L’idée que la dérision, les grimaces, les imitations approximatives, la logorrhée et la farce grossière sont universels a de quoi troubler. J’éprouve une gène quand le trublion tentent de gagner la confiance des autochtones par ces lourdeurs là, ou par les vertus d’un match de baseball. Il y a là des postures de Bidochons en vacances. Comme pour ces très classiques moues torturées pour des plats locaux « bizarres ». C’est très américano-centré cette affaire là. C’est oublier les qualités de l’understatement, de la finesse dans l’humour et de la nécessaire surcouche de compréhension empathique dans le rire.

Je ne suis pas si sûr que les rieurs soient mis du bon côté. C’est faussement entraînant. On est plutôt dans une idéologie néo-populiste, avec de la clape orchestrée derrière. Il y a du Bob Hope, du Benny Hill, du Bigard, du Rigaud… dans ce registre là.
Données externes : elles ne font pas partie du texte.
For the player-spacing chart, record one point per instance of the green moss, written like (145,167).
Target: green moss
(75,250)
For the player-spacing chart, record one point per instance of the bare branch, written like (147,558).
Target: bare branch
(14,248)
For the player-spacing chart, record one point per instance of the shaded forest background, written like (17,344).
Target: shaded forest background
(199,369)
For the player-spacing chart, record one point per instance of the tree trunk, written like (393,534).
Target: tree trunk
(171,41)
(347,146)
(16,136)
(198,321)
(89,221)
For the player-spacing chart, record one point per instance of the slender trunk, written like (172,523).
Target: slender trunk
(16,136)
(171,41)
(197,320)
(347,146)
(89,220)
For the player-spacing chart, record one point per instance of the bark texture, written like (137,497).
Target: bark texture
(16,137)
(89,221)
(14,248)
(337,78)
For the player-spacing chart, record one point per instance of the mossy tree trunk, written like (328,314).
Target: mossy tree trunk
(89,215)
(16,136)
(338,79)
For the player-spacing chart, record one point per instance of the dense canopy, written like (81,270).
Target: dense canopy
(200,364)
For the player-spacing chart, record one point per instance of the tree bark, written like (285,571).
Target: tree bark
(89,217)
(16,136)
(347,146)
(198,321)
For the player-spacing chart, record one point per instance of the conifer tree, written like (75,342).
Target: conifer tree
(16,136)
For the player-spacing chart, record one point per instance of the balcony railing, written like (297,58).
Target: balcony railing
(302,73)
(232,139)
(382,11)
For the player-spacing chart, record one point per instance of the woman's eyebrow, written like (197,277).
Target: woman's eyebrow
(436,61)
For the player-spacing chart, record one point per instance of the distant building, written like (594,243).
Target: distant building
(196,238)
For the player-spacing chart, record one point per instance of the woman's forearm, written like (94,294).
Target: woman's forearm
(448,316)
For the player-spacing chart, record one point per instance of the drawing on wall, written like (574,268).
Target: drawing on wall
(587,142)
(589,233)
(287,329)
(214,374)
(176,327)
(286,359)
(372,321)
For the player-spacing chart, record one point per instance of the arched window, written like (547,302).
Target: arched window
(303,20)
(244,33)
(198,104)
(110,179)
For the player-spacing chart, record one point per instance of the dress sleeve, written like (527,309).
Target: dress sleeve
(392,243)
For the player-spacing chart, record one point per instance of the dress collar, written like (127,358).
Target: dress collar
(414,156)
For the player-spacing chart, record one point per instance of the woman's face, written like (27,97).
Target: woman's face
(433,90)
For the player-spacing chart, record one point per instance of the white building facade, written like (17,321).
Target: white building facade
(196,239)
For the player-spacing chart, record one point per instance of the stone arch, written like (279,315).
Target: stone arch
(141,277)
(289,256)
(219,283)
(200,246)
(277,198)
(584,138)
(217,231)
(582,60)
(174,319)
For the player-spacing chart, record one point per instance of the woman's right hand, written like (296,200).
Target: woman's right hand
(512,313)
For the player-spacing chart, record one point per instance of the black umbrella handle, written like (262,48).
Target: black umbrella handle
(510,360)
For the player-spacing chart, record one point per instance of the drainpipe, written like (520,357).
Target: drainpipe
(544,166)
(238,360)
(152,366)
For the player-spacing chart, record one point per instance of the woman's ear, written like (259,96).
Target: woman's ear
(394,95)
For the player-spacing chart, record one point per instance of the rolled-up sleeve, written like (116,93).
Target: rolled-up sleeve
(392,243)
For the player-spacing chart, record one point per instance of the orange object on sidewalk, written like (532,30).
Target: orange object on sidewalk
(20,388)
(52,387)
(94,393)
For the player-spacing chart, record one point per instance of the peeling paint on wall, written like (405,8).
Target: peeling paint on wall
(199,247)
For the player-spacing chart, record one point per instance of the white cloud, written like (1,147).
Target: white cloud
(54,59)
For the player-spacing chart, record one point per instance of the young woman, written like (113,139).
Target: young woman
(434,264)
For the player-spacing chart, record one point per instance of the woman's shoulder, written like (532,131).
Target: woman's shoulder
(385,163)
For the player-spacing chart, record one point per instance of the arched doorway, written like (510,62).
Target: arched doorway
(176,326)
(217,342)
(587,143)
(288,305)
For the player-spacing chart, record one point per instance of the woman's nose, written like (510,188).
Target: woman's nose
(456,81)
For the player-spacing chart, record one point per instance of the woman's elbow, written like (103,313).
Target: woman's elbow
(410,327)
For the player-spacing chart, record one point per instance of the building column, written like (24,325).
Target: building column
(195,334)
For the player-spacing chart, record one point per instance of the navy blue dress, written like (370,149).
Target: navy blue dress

Avec comme toujours l’importance de la notoriété, valeur suprême US, du collègue à l’enterrement, en passant bien sûr par le mariage. Ce qui compte le plus, c’est l’exposition publique et le nombre de followers. Robin Williams atteint sa cible. Qu’importe si le box office est satisfait. Cette dictature possible du nombre est le grand problème des démocraties.

On a compris que les GI’s ont besoin d’une soupape et que notre comique est là pour cela. Mais sans mauvais jeu de mots, les Vietnamiens doivent rire jaune.

Le film n’est pas regardable en version française V.F. – C’est une évidence, car 90 % du jeu de Robin Williams repose sur les manipulations du langage, les parodies vocales de personnages, des sons qui raisonnent dans l’inconscient US.

Mais en V.O. ce n’est pas trop fameux quand même.

Principalement en raison des limites du spectre humoristique qu’on a déjà évoqué.

Et puis j’ai en horreur les tentatives de séduction de l’acteur qui se résument à jouer au bon gros nounours. Il me donne l’impression de concourir à cette hypocrisie généralisée et assumée, ce faux recul, qui se cache derrière ces sourires forcés. On voit cette distanciation ridicule dans tous leurs sitcoms. Et l’on sait bien que l’acteur a cessé radicalement de se forcer à composer, en mettant fin à ses jours. La pendaison montre une certaine détermination. C’est souvent la signature d’une dépression profonde, dite endogène. Mais il y avait aussi des addictions insurmontables.

Alors que les alliés viennent de déserter l’Afghanistan (septembre 2021), on ne peut s’empêcher de penser à cette problématique collabos/résistants ou assistants/terroristes. Le film n’a bien entendu pas vocation à se pencher sur le sort des vietnamiens « amis » qui ont pactisé avec leurs envahisseurs/défenseurs.

Immense succès commercial ! Les critiques n’ont pu qu’emboîter le pas. Il n’y a pas trop de contre-pieds à attendre face à cette œuvre faussement anticonformiste.

(*) Le vrai disc-jockey Adrian Cronauer, qui a servi de modèle, était bien plus lisse que cela et n’a pas du tout été lourdé ou impliqué dans une pactisation avec l’ennemi.